What churn is and how you can prevent it
“Churn” is the term marketers use when subscribers stop engaging with emails through one of two ways: opting out or becoming inactive. While it’s normal to lose subscribers over time (~25% a year), preventing churn is a major goal for companies and marketers. The best way to prevent churn is through quality user engagement. And the best way to engage users is through relevant content.
In short, you need to appeal to users who love your brand and want consistent, reliable updates on your services.
Focus on growing your list with the right people, rather than buying a list (don’t do this) or simply appealing to a mass audience.
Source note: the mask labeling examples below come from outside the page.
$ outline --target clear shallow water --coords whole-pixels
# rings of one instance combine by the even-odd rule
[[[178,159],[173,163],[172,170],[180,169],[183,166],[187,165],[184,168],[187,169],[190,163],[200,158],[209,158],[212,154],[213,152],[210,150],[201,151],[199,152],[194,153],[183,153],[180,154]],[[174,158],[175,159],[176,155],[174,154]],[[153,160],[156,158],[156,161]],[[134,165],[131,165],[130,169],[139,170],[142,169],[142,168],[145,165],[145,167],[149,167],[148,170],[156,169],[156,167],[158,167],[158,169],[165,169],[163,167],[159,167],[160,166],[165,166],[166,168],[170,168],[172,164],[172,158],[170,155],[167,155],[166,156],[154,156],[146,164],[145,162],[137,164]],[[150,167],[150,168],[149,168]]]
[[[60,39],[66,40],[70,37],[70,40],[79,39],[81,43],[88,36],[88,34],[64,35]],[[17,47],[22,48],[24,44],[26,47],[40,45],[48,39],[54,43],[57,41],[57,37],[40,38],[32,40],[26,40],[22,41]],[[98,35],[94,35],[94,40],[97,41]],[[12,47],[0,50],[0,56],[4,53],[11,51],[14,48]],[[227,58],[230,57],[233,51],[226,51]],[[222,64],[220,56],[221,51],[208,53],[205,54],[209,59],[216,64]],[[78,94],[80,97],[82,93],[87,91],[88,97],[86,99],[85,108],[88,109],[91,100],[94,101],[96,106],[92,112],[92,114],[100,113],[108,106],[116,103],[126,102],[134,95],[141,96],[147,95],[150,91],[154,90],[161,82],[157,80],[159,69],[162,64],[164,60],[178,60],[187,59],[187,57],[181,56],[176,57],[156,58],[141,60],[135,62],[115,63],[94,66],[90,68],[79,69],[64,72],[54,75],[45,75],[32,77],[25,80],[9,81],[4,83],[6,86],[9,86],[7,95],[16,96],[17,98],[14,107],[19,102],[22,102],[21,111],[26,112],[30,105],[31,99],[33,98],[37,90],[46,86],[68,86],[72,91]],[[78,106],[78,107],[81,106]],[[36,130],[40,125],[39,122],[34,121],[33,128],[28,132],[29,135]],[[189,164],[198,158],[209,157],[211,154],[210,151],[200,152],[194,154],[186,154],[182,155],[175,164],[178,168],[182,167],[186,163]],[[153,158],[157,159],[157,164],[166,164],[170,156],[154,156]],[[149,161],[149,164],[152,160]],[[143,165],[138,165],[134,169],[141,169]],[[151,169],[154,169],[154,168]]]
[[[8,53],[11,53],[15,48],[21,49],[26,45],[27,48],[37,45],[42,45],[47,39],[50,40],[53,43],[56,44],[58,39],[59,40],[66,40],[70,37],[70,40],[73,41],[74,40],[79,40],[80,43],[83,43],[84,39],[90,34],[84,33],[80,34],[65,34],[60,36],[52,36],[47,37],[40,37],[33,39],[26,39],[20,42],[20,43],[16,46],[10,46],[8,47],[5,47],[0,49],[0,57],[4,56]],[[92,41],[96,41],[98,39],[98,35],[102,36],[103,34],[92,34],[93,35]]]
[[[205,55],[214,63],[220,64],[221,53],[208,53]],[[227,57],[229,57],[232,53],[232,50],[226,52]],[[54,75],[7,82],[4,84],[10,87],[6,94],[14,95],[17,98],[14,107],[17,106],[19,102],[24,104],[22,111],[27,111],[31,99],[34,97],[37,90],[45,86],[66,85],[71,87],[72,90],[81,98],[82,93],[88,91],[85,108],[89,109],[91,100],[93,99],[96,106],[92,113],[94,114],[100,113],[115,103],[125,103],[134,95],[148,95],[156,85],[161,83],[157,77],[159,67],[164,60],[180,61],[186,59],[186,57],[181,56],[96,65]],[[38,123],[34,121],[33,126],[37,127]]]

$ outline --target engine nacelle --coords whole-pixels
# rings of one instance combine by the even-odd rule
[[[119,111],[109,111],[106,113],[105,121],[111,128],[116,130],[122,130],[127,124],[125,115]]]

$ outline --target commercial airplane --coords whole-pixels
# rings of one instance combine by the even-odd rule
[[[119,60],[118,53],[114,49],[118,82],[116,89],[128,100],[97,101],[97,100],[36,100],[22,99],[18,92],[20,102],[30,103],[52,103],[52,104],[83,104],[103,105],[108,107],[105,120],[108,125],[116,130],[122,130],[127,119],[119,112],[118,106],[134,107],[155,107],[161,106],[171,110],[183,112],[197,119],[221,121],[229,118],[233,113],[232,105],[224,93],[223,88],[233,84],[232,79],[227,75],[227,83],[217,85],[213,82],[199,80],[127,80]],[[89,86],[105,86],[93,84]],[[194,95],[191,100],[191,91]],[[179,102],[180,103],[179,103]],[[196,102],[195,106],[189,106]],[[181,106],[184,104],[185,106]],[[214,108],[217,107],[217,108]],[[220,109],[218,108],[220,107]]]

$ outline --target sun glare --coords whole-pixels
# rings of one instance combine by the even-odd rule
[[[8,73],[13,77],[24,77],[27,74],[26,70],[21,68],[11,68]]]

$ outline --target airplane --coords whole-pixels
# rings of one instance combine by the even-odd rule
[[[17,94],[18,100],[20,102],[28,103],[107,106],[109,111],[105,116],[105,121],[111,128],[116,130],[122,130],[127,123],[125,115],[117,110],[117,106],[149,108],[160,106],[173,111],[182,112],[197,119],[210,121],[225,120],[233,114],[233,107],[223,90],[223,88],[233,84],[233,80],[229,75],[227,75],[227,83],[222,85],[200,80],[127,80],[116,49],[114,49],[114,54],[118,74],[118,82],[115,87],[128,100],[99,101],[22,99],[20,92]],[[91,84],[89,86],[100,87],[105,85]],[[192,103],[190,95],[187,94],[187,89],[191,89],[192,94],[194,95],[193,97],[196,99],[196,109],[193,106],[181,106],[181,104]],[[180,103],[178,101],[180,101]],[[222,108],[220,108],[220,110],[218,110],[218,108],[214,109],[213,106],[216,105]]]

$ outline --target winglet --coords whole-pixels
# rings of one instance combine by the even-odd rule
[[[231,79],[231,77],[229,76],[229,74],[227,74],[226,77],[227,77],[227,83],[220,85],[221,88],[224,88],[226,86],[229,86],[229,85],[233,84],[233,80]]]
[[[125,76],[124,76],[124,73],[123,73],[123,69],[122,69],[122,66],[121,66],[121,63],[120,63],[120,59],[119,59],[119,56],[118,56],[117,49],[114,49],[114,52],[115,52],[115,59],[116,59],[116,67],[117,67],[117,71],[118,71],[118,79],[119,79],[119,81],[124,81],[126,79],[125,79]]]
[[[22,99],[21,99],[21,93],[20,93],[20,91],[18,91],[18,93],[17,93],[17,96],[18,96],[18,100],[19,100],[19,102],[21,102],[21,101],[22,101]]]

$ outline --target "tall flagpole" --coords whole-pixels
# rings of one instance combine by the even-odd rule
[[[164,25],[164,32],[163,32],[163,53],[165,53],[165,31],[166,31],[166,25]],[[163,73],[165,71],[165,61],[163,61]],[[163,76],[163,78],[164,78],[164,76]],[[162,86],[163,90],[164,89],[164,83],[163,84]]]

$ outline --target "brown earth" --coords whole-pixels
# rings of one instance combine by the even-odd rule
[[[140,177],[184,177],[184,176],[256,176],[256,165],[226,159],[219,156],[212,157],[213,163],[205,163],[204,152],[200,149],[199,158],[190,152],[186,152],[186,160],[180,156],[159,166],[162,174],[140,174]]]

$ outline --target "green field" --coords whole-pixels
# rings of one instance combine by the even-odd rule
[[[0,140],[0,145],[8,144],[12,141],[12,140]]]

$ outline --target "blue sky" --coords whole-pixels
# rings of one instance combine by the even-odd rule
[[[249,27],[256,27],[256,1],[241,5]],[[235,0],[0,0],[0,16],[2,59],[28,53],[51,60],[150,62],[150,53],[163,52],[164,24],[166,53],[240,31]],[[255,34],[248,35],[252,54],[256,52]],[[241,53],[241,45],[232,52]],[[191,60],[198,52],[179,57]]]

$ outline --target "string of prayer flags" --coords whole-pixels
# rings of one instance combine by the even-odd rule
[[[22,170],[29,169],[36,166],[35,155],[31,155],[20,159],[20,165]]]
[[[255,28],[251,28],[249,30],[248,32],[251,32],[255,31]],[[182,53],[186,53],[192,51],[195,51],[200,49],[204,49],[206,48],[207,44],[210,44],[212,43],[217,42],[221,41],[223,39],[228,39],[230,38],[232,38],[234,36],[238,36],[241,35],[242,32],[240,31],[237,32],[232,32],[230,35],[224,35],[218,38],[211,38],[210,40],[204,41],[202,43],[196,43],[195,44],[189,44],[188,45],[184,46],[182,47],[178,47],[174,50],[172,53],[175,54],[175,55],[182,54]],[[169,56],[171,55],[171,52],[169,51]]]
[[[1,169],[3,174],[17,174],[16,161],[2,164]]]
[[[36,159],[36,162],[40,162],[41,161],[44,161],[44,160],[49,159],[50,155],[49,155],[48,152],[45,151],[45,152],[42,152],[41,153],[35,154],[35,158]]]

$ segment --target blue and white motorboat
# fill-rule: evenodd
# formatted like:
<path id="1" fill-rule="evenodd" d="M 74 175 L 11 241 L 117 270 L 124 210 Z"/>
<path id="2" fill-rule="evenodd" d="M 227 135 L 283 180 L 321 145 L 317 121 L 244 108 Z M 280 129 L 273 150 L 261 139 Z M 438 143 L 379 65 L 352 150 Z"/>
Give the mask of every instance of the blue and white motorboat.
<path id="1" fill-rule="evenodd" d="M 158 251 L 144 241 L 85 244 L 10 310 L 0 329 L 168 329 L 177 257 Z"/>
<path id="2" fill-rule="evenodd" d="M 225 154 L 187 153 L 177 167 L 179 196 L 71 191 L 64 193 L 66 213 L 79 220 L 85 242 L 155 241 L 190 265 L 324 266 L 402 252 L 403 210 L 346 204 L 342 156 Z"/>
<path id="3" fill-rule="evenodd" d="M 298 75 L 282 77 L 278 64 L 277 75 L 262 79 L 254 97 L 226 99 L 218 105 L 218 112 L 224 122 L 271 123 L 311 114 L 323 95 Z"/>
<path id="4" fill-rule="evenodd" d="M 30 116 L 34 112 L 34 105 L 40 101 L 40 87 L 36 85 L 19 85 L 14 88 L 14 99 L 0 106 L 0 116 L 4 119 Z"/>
By focusing your efforts, you will decrease your chances of losing subscribers, and most importantly, generate email list growth for your business.
What are some ways to generate email list growth?
Give users plenty of opportunities to opt in
Encourage sign-ups through all platforms
Elevate your signup forms
Give people an incentive to sign up
Set expectations about content & frequency
1. Give users plenty of opportunities to opt in
Have you ever visited a blog post, enjoyed what you read, and wanted to subscribe to the newsletter?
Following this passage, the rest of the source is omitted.